A Rasch-Based Comparison of the Functional Independence Measure and Spinal Cord Independence Measure for Outcome and Quality in the Rehabilitation of Persons with Spinal Cord Injury
Keywords:Spinal Cord Injury, Functional Independence Measure, Spinal Cord Independence Measure, Activities of Daily Living, Rasch Measurement Model, Psychometrics, Outcome Assessment (Healthcare), Quality in Health Care, Rehabilitation
Objective: The Functional Independence Measure (FIM™) and spinal cord injury (SCI)-specific Spinal Cord Independence Measure (SCIM) are commonly used tools for outcome measurement and quality reporting in rehabilitation. The objective of this study was to investigate the psychometric properties of FIM™ and SCIM and to equate the 2 scales.
Methods: First, content equivalence of FIM™ and SCIM was established through qualitative linking with the International Classification for Functioning, Disability and Health (ICF). Secondly, a Rasch analysis of overlapping contents determined the metric properties of the scales and provided the empirical basis for scale equating. Furthermore, a transformation table for FIM™ and SCIM was created and evaluated.
Subjects: Patients with SCI in Swiss inpatient rehabilitation in 2017–18.
Results: The ICF linking and a separate Rasch analysis of FIM™ restricted the analysis to the motor scales of FIM™ and SCIM. The Rasch analysis of these scales showed good metric properties. The co-calibration of FIM™ and SCIM motor scores was supported with good fit to the Rasch model. The operational range of SCIM is larger than for FIM™ motor scale.

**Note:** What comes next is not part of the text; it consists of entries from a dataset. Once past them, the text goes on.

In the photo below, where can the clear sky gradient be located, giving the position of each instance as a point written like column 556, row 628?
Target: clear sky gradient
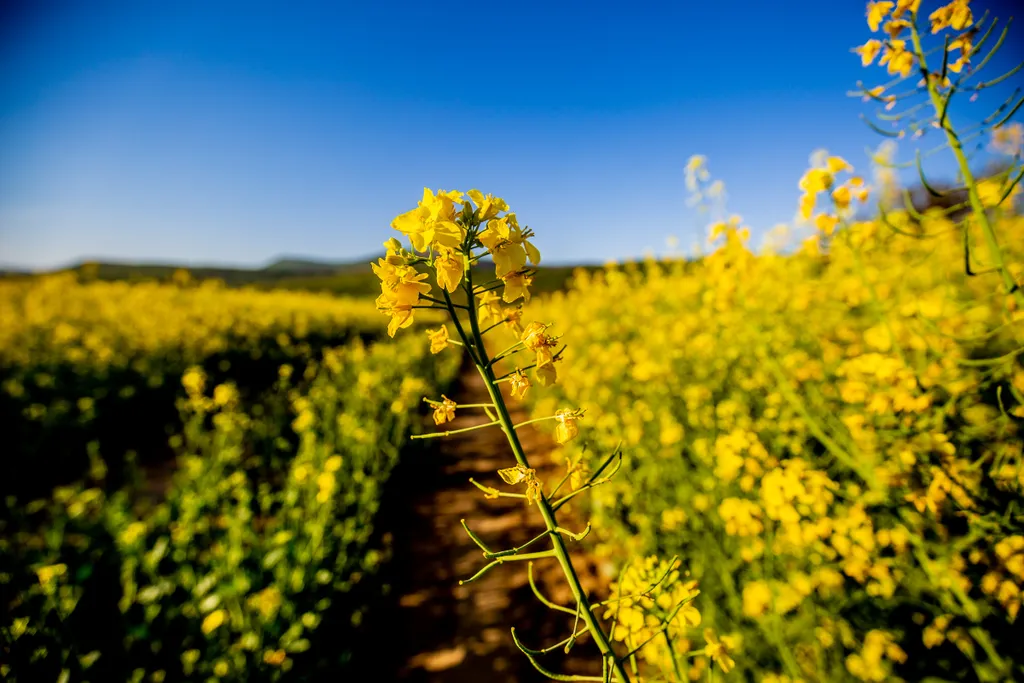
column 236, row 132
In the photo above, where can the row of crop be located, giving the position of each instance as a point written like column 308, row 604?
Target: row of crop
column 100, row 361
column 830, row 440
column 253, row 565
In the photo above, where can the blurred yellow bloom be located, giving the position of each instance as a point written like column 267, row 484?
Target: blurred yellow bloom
column 955, row 15
column 444, row 412
column 274, row 657
column 213, row 621
column 47, row 573
column 903, row 6
column 516, row 286
column 566, row 429
column 716, row 649
column 899, row 59
column 878, row 11
column 868, row 51
column 1009, row 139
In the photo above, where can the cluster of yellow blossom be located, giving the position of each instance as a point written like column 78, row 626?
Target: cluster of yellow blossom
column 898, row 20
column 443, row 238
column 647, row 593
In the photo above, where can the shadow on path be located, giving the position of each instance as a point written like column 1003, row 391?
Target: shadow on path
column 432, row 629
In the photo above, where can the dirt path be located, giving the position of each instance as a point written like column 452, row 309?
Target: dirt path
column 437, row 630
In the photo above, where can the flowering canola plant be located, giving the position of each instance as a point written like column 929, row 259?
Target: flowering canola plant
column 450, row 232
column 829, row 430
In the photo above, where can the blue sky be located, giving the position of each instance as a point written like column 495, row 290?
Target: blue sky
column 231, row 133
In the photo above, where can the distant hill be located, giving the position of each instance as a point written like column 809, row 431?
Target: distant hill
column 343, row 278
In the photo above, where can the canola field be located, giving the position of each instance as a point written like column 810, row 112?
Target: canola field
column 803, row 462
column 283, row 416
column 829, row 439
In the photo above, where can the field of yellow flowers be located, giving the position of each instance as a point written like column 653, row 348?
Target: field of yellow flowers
column 824, row 435
column 80, row 360
column 288, row 418
column 829, row 438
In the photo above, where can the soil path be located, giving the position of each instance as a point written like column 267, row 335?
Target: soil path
column 437, row 630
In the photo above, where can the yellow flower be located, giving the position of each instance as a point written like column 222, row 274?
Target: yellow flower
column 438, row 339
column 566, row 428
column 450, row 265
column 194, row 381
column 521, row 474
column 266, row 602
column 326, row 482
column 716, row 649
column 1009, row 139
column 489, row 309
column 520, row 383
column 868, row 51
column 432, row 223
column 444, row 412
column 401, row 287
column 133, row 532
column 895, row 28
column 876, row 12
column 955, row 15
column 815, row 180
column 486, row 207
column 213, row 621
column 516, row 285
column 274, row 657
column 905, row 6
column 547, row 374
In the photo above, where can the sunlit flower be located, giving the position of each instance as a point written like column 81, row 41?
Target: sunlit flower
column 868, row 51
column 438, row 339
column 444, row 412
column 566, row 429
column 520, row 383
column 876, row 12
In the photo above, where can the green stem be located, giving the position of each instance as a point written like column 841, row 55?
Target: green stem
column 972, row 184
column 483, row 366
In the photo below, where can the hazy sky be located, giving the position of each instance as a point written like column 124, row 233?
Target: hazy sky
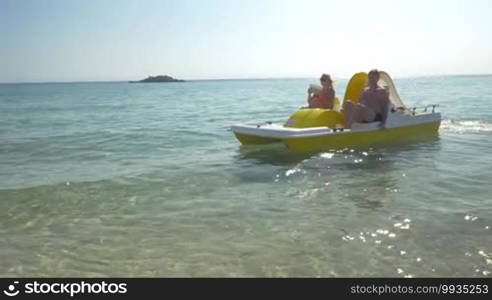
column 66, row 40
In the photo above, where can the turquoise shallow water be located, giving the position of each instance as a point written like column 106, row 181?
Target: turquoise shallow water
column 118, row 179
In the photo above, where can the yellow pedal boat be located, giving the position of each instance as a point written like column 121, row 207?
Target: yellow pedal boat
column 315, row 130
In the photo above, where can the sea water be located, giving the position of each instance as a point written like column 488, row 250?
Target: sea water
column 120, row 179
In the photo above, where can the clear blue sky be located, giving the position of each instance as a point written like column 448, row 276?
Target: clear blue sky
column 69, row 40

Discussion: This study supports the advantage of using SCIM compared with FIM™ for assessing the functional independence of patients with SCI in rehabilitation.
In our study we compared two rehabilitation outcome assessment tools commonly used to measure functional independence in Spinal Cord Injury: the Functional Independence Measure (FIM™), a general tool, and the Spinal Cord Independence Measure (SCIM), a tool specifically developed for Spinal Cord Injury rehabilitation. We first compared the content of the two tools using the International Classification of Functioning Disability and Health (ICF). Then we tested their measurement properties and put them on a common measurement scale, which allows to directly compare scores of the two tools. The common measurement scale was obtained by mean of a so-called Rasch analysis. The results showed that the FIM™ motor items can be compared to the SCIM items from a content but also from a metric point of view. The study showed an advantage in using the SCIM compared to the FIM™ for assessing the functional independence of patients in Spinal Cord Injury rehabilitation.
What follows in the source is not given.